Мать тебе бьет челом, и я тоже. Встретил я намедни Пашку Грачева — помнишь ли, с тобой учился? И он кланяться велел. Потом кланяется тебе тетка Марья и еще сестра Груня. От Дашки и Насти писем покуда не было. А Пашка Грачев работает теперь в сельпо, на фронте ногу отхватило, так что марширует на костылях.
Дела в нашей деревне идут плохо. Ржи гектар восемьдесят до сих пор лежит не убрано, а скоро снег. И овес не убран, и ячмень — все погнивает, а рук нету. Все ждали — война кончится, придут мужики. Кой-кто пришел, да в деревне особо не засиживается. И по всей Матёре, почитай, два мужика — я да Алексей Опенкин, обое седьмой десяток разменяли.
Крепко думал я, Федор, о чем мы с тобой толковали в твой приезд. И надумал — ты не прав. Может, и нужны твои картинки каким-нибудь барышням, для которых урожай не урожай, а хлеб есть. А людей попроще прежде надо накормить, а то картинками на пустое брюхо любоваться негоже. Картинками можно жизнь украсить, а стоит она на хлебе. Хлеба не жди, коли здоровые парни, вроде тебя, пойдут искать легкое счастье на стороне. Прости за прямоту, не говорил бы, ежели б считал тебя плевым человеком. Пригляделся — нет, ты не плевый, в душе неспокойство носишь. Только неспокойная душа — тоже опасна. Смотри не спохватись, как отец спохватился: жизнь прожита, а толку — чуть.
В одном ты прав — помнишь ли разговор наш на повети? Скучно для себя одного жить. Но сдается мне — ты сам этими словами себя остегиваешь. Еще раз прости, коль обидное написал. Но таить от тебя не хочу — человеком тебя считаю.
А посему находимся в добром здоровье, что и тебе желаем.
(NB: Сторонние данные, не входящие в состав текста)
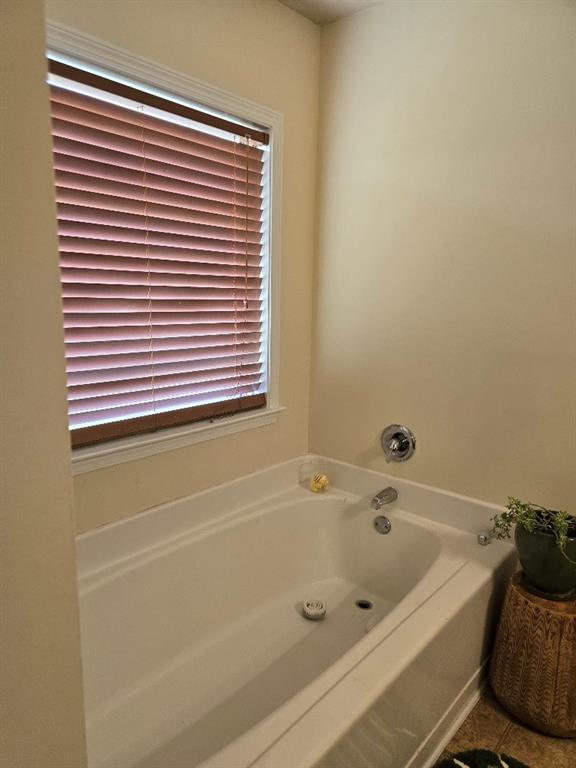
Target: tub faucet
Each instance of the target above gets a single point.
(387, 496)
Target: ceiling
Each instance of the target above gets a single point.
(326, 11)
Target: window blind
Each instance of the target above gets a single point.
(160, 224)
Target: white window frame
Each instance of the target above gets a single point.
(65, 41)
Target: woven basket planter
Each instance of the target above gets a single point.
(533, 667)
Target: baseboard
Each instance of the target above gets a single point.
(429, 752)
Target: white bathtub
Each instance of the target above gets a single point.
(195, 651)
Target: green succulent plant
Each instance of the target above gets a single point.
(535, 519)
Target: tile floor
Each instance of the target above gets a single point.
(489, 726)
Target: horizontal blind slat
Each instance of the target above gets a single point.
(106, 204)
(163, 377)
(168, 397)
(78, 352)
(189, 196)
(138, 366)
(186, 330)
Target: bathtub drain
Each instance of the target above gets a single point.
(315, 610)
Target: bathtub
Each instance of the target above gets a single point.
(196, 652)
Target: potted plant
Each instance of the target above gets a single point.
(546, 544)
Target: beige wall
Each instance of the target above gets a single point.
(40, 687)
(261, 50)
(447, 266)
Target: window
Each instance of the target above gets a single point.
(163, 232)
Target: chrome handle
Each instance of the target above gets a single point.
(398, 443)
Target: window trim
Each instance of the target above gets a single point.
(65, 41)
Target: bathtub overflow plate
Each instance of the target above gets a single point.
(315, 610)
Твой отец Василий Матёрин.
Мать просит написать: прислать ли тебе валенки? Коль нужны, то я их кожей обошью, можно будет ходить и в ростепель и в морозы».
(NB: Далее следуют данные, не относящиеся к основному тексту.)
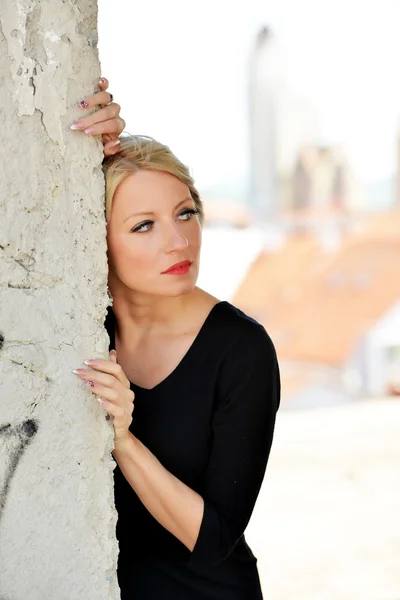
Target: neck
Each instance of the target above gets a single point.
(140, 316)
А ниже вкривь и вкось с трудом выведено:
«Ты старого дурака не слушай. Все-то дни о тебе думаю, Феденька. Матёрина Анна ».
Федор, не снимая гимнастерки, валялся на койке, курил папиросу за папиросой. Вячеслав Чернышев, наморщив лоб, читал его письма. Отложил в сторону письмо Саввы Ильича, сказал:
— Да-а… Провинциальный трагик в своем амплуа — смеется от счастья, а мне хочется плакать.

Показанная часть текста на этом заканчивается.